I had decided to save a bit of money and get only a matte pot of the blue for the inside of the shop, and use the gloss varnish that I already have to put a shine on the trim. This is fairly successful, though it does take a bit of sanding between coats to get both the paint and the gloss looking smooth enough to create the illusion. It occurred to me about halfway through this that there really ought to be a frame around the inside of the bay window, so I dug out some plain pieces and glued them in place. It will rarely be visible, but I'll know it's there.
Finishing this part will now start overlapping with the interior decoration! --
I enjoyed this post, with the many steps towards completing your shops. Your honesty regarding setbacks was refreshing, and dare I say, encouraging.

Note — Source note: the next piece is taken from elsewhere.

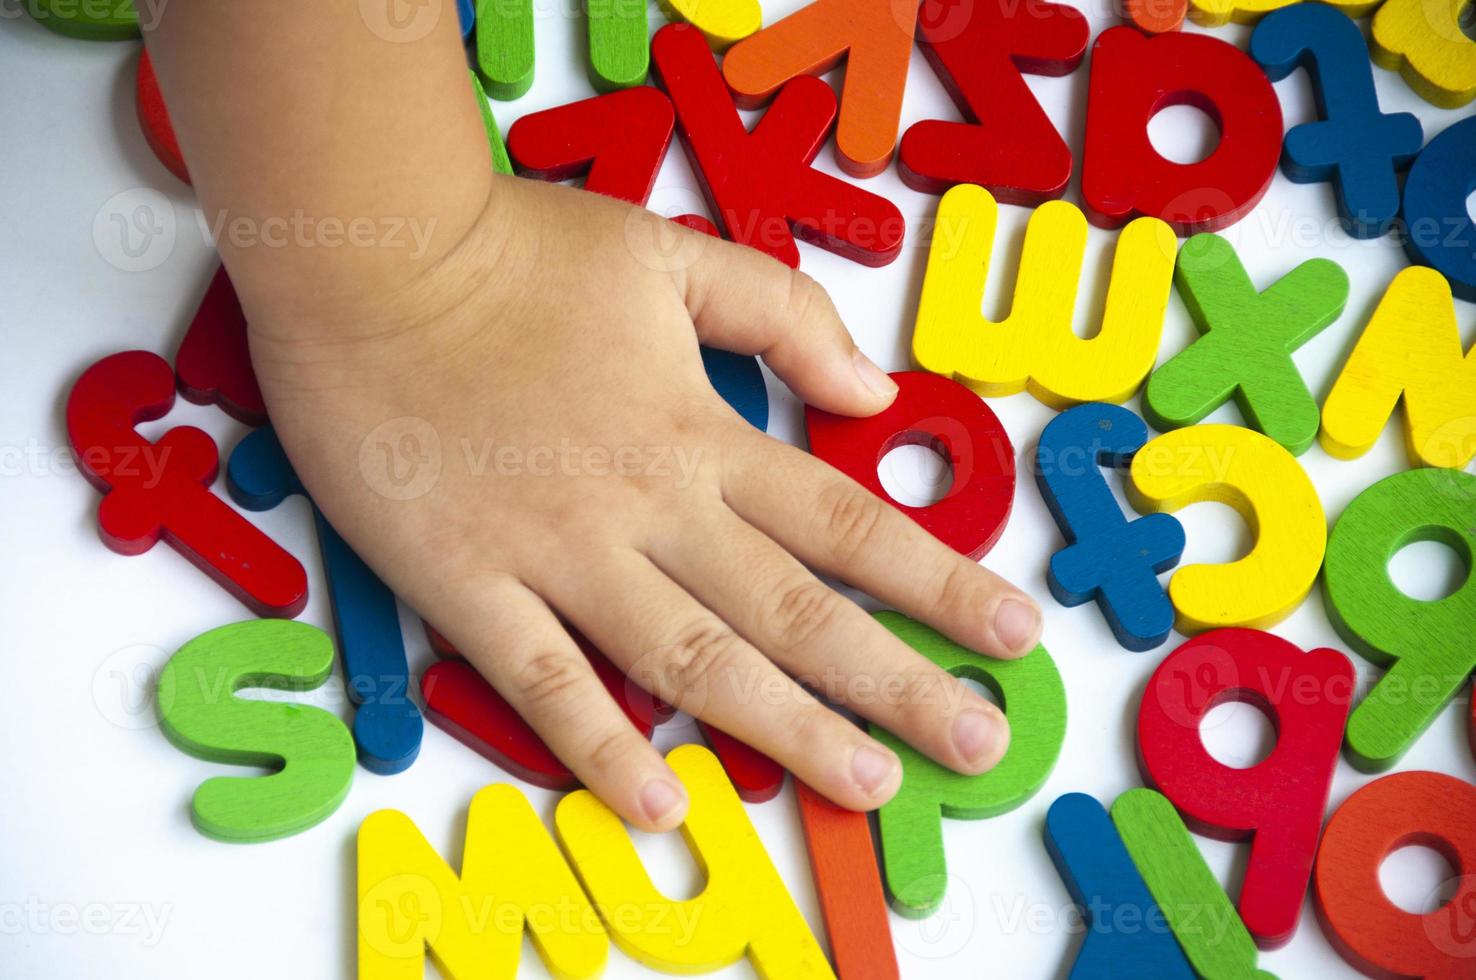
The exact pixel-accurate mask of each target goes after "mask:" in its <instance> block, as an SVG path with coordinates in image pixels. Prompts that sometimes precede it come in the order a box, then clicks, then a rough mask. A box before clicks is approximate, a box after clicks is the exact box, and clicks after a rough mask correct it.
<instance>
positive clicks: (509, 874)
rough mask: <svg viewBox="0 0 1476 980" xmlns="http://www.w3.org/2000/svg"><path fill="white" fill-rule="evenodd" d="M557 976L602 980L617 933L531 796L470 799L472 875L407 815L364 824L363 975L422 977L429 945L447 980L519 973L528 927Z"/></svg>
mask: <svg viewBox="0 0 1476 980" xmlns="http://www.w3.org/2000/svg"><path fill="white" fill-rule="evenodd" d="M524 922H527V927H528V931H530V933H531V936H533V945H534V948H536V949H537V950H539V956H542V958H543V964H545V965H546V967H548V968H549V973H552V974H554V976H555V977H595V976H599V973H601V971H602V970H604V968H605V958H607V956H608V953H610V937H608V936H607V934H605V930H604V927H602V925H601V924H599V917H598V915H596V914H595V909H593V906H592V905H590V903H589V899H587V897H584V893H583V891H582V890H580V887H579V881H577V880H576V878H574V872H573V871H571V869H570V866H568V863H567V862H565V860H564V856H562V855H561V853H559V850H558V847H556V846H555V844H554V838H552V837H549V832H548V829H546V828H545V827H543V822H542V821H539V818H537V815H536V813H534V812H533V807H531V806H528V801H527V798H525V797H524V796H523V794H521V793H518V791H517V790H515V788H512V787H509V785H503V784H497V785H490V787H487V788H484V790H483V791H480V793H478V794H477V796H475V797H472V801H471V813H469V815H468V818H466V843H465V853H463V856H462V872H461V877H459V878H458V875H456V872H453V871H452V869H450V866H447V863H446V862H444V860H441V858H440V855H437V853H435V850H434V849H432V847H431V846H430V844H428V843H427V840H425V838H424V837H422V835H421V831H418V829H416V827H415V824H412V822H410V818H407V816H406V815H404V813H400V812H399V810H378V812H375V813H370V815H369V816H366V818H365V822H363V824H362V825H360V827H359V977H360V980H409V979H412V977H413V979H415V980H419V979H421V977H422V976H425V949H427V946H430V950H431V956H432V958H434V959H435V965H437V967H438V968H440V971H441V976H443V977H446V979H447V980H502V979H506V980H511V979H512V977H515V976H517V973H518V953H520V952H521V949H523V927H524Z"/></svg>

I particularly liked the chimney pots. I can imagine that it is sometimes difficult to suppress the dedire for perfection. Defects, smudges, cracks etc are necessary to reflect the age of the shops and house. The soot is a delightful addition.
Keep safe!
Posted by: DawninNL | April 15, 2020 at 12:51 AM
Wow your patience! And such skill, love the colours and where you see bubbles or imperfections I see how it probably looks after a few years on the high street. Funnily enough I was thinking about you and your little houses etc the other night as I am knitting little houses as a cushion (Ravelry - Copenhagen - its a blanket but I am settling for smaller), in some ways it is very exciting building my small town of houses - even Gravel-guy is getting opinionated about colours (pfft he can learn to knit his own). Anyway once your tea shop as the menu up I am reading for moving in - I'm very partial to a good cup of tea (Darjeeling please) and toasted teacake (thank you).